From: Acute lymphoblastic leukemia displays a distinct highly methylated genome

a) Schematic of CGI clustering: Commonly covered CGIs across precursor T cells and T-ALL patients were used. Stably highly or lowly methylated CGIs across all samples were excluded from the clustering. The remaining variably methylated CGIs were clustered based on their average methylation across the samples using consensus clustering with partitioning around medoids (PAM) distance measure and 100 repetitions yielding four clusters of CGIs. b) Density of CGI characteristics per cluster: Number of CpGs (top), length in base pairs (middle) and GC content (bottom). Consistently lowly methylated CGIs and cluster 1 exhibit the highest number of CpGs, GC content and length compared to other, more methylated clusters. c) Log2-transformed expression of genes associated with a promoter CGI per CGI cluster in healthy precursor T cells. Lines denote the median, edges denote the IQR and whiskers denote either 1.5 × IQR or minima/maxima (if no point exceeded 1.5 × IQR; outliers were omitted). The number of genes per boxplot is indicated at the top. Genes associated with the low group/cluster 1 are mostly expressed while genes associated with the remaining clusters are mostly already silenced in precursor T cells indicating that more methylation at their promoters will in many cases not influence their expression status. d) Overrepresentation analysis of genes associated with promoter CGIs of the low group and cluster 1 in biological processes.
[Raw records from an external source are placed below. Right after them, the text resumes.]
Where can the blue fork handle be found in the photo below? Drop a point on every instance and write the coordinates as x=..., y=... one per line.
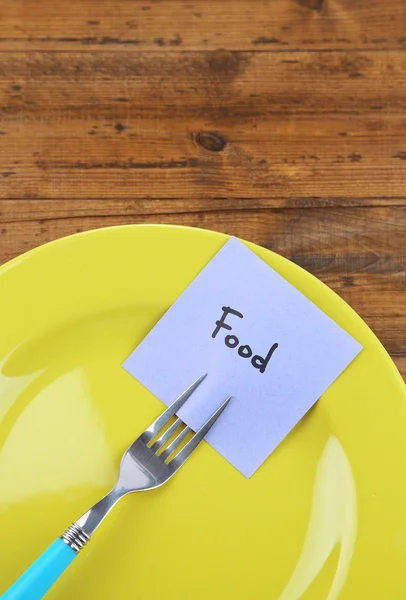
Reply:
x=40, y=577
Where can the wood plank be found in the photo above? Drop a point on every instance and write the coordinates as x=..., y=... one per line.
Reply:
x=359, y=252
x=400, y=362
x=178, y=25
x=97, y=125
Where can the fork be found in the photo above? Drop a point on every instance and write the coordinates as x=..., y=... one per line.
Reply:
x=147, y=464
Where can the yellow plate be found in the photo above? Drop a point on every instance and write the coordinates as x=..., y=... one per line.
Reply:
x=323, y=518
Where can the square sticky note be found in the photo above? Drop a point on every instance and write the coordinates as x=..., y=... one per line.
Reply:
x=259, y=339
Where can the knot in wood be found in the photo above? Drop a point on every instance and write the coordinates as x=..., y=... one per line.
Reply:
x=211, y=141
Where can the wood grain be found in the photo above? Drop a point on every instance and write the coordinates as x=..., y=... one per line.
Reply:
x=359, y=252
x=83, y=124
x=282, y=122
x=178, y=25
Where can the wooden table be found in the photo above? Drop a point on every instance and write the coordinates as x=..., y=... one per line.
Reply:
x=280, y=121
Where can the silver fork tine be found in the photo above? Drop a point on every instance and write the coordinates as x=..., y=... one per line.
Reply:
x=166, y=435
x=184, y=454
x=176, y=442
x=163, y=419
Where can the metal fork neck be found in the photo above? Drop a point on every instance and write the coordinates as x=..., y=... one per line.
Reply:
x=90, y=521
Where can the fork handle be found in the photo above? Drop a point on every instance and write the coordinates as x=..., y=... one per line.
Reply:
x=43, y=573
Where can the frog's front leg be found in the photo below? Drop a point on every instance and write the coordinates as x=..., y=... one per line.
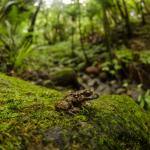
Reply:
x=74, y=110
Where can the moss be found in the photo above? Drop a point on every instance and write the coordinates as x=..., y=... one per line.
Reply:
x=28, y=120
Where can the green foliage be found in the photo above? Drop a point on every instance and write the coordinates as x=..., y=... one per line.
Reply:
x=28, y=120
x=144, y=100
x=145, y=57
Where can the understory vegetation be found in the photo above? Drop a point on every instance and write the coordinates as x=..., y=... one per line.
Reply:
x=73, y=45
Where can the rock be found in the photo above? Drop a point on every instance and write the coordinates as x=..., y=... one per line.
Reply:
x=92, y=70
x=121, y=91
x=103, y=76
x=103, y=89
x=65, y=77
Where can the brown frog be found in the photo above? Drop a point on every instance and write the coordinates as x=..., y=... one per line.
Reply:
x=73, y=102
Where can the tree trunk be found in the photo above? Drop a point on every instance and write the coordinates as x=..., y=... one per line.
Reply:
x=127, y=19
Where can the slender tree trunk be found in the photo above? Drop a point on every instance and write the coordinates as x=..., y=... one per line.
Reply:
x=92, y=25
x=142, y=12
x=127, y=19
x=120, y=9
x=80, y=33
x=72, y=41
x=107, y=32
x=29, y=38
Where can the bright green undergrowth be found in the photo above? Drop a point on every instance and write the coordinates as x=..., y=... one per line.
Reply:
x=28, y=120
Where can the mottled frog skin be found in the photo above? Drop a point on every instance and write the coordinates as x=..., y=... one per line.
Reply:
x=73, y=102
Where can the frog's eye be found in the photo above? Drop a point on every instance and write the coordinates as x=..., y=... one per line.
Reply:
x=87, y=93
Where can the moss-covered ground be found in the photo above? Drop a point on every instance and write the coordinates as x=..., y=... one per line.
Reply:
x=28, y=120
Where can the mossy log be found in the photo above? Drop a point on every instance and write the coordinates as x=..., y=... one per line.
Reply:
x=28, y=120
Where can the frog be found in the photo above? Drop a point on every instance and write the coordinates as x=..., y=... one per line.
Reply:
x=73, y=102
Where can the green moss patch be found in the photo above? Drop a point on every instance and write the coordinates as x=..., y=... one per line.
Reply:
x=28, y=120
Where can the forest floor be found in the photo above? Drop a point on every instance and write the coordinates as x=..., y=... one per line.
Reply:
x=130, y=80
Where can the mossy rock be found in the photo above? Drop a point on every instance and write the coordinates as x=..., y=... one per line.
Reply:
x=28, y=120
x=65, y=77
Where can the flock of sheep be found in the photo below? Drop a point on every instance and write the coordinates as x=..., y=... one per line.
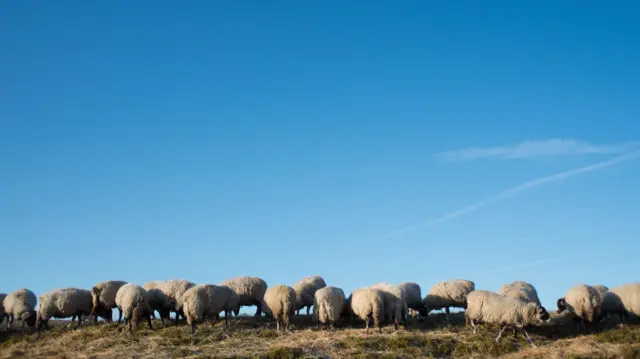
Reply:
x=516, y=305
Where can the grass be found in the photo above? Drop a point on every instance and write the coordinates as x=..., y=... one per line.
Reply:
x=257, y=338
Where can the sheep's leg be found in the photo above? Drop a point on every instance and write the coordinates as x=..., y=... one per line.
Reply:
x=500, y=334
x=526, y=335
x=473, y=325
Genes with a promoter CGI of the low group are mainly involved in cell maintenance functions while genes with a promoter CGI belonging to cluster 1 show enrichment in the MAPK and JNK cascades. e) Boxplot of CGIs across all CGI clusters for ALL subtypes, other hematopoietic malignancies and solid tumors (low (n = 6,795), cluster 1 (n = 3,304), cluster 2 (n = 2,034), cluster 3 (n = 2,240), cluster 4 (n = 1,285), high (n = 2,827), samples per subtypes were averaged per CGI). Lines denote the median, edges denote the IQR and whiskers denote either 1.5 × IQR or minima/maxima (if no point exceeded 1.5 × IQR; outliers were omitted). Despite being defined on T-ALL subtypes, the trend of increasing methylation from low to high can be observed in B-ALL and other tumors as well.